The usual charge of the law being applied selectively is being played up again, with the Minority boycotting Parliament in solidarity with their jailed colleague.
Never mind, at most, five out of ten public servants tried (including Mallam Issah) and judged under the law of wilfully causing financial loss to the state have been convicted.
In our view, the imprisonment of the MP can bring no joy to any well-meaning citizen of this country. Even if the sentence is justified, that only goes to show that senior government officials have been misapplying state funds with impunity. If it is a travesty of justice then that is a matter we hope the appeal system will resolve.
Our view is that, if anything at all, ten years imprisonment appears too harsh if measured not against other general sentences but against other cases exhausted under the same law. But that is a matter for the law courts to settle.
The Statesman, however, has serious issues with the state of the law itself.
In 2003, after reading the erudite decision by the late Justice Afreh, we came to the conclusion that the law can be a good one depending on its understanding by those who are bound by it and its application by those who are in a position to prosecute it.
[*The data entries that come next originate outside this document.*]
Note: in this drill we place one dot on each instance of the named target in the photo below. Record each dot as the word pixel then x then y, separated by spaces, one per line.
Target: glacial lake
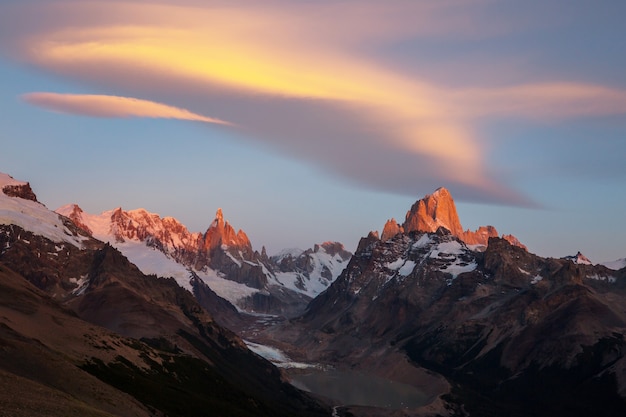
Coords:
pixel 359 388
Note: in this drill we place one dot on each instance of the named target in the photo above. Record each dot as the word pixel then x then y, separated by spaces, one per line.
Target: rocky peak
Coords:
pixel 75 214
pixel 431 212
pixel 438 210
pixel 221 233
pixel 14 188
pixel 391 229
pixel 579 259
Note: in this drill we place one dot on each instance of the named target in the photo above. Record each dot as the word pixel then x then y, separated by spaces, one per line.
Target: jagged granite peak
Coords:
pixel 13 188
pixel 579 259
pixel 433 211
pixel 391 229
pixel 495 323
pixel 310 271
pixel 221 233
pixel 222 258
pixel 439 210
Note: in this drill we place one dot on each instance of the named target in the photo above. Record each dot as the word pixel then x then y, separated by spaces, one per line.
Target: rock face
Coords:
pixel 13 188
pixel 515 333
pixel 81 325
pixel 579 259
pixel 438 210
pixel 281 284
pixel 391 229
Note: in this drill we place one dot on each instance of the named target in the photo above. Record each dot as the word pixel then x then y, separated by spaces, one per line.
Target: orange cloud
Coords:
pixel 112 106
pixel 254 52
pixel 266 52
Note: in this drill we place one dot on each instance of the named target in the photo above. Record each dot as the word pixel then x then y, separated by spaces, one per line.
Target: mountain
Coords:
pixel 578 259
pixel 220 259
pixel 84 332
pixel 514 333
pixel 618 264
pixel 438 210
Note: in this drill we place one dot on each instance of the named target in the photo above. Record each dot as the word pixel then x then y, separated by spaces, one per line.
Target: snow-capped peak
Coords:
pixel 616 265
pixel 579 259
pixel 32 216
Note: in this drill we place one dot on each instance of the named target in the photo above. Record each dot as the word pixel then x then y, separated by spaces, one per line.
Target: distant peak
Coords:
pixel 13 188
pixel 439 210
pixel 391 229
pixel 433 211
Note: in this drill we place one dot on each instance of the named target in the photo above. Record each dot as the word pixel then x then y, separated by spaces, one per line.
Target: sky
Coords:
pixel 310 121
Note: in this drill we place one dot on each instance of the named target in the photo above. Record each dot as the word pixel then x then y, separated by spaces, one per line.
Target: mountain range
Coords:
pixel 220 257
pixel 132 309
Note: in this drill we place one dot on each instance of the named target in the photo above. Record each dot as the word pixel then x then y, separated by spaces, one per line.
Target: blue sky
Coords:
pixel 314 121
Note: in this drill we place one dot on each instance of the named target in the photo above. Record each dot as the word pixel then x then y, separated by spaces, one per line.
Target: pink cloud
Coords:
pixel 113 106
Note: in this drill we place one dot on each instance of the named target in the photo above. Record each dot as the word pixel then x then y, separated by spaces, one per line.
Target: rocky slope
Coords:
pixel 438 210
pixel 283 284
pixel 514 333
pixel 85 329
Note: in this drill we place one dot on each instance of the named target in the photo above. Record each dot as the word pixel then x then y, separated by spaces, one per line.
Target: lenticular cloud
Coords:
pixel 113 106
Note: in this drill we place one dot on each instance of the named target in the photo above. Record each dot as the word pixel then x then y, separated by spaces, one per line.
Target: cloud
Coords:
pixel 303 77
pixel 112 106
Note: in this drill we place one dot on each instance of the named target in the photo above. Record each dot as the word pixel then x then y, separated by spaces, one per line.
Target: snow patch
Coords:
pixel 616 265
pixel 276 356
pixel 36 218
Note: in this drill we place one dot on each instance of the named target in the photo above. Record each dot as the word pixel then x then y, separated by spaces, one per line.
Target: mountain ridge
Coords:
pixel 267 284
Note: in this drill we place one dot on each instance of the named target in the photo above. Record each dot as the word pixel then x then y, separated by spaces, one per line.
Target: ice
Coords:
pixel 36 218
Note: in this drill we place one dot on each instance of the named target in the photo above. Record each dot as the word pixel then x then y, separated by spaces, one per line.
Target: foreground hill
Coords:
pixel 86 329
pixel 220 258
pixel 514 333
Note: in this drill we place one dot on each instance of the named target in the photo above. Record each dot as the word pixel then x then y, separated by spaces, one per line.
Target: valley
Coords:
pixel 425 319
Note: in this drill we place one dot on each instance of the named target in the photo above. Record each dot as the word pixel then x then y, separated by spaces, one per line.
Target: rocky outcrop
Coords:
pixel 13 188
pixel 391 229
pixel 433 211
pixel 438 210
pixel 494 323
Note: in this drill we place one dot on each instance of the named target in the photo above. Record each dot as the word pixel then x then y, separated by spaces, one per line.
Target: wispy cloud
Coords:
pixel 299 76
pixel 112 106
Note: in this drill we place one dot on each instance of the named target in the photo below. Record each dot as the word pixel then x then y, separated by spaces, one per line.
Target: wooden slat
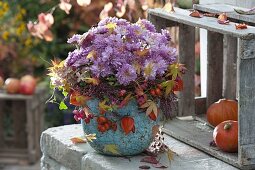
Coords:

That is why we advised government to come up with a manual or system to educate every public servant - based on Afreh"s reasoning as endorsed by the Supreme Court - on how to stay clear of the law without making the law emasculate the public servant in applying responsible discretion in his official duties.
Yet, up to date nothing has been set up. A radical education on it and the knowledge acquired by public servants could have even be used to explain why such cases have not come before the law courts in recent years.
The other issue is to, through a constitutional rearrangement, de-politicise prosecutions in this country. The NDC may make their noise but their record compared woefully to the NPP on the courage to prosecute.
For example, there is evidence that by 1998 a docket was ready for the Quality Grain case and was presented to Prof Mills, yet no kind of trial took place, even though Prof Mills, according to leaked cabinet minutes, sounded adamant that the money lost to the state on the Aveyime rice project should be recouped or loses thereof cut.
This may be because even a civil case against Ms Cotton then could have embarrassed top government officials.
The law, 'wilfully causing financial loss to the State', in violations of section 179A(3)(a) of the Criminal Code (Act 29), 1960 (as amended) is said to be too vague to be applied fairly without fear or favour.
It was under the same law (among others) that an official of President Kufuor's government was tried, convicted and sentenced in 2001.
It was under the same law that 5 high ranking officials of the past Rawlings administration were tried, two freed and three of them convicted and sentenced on multiple counts.
It was under this same law that some NDC officials were tried, with Shirley Ayittey and Sati Ocran being found not guilty and the business man Ralph Casely Hayford convicted and freed on appeal.
The law, in our view, is not the problem but its appreciation and the integrity of its application are what need to be manifestly strengthened.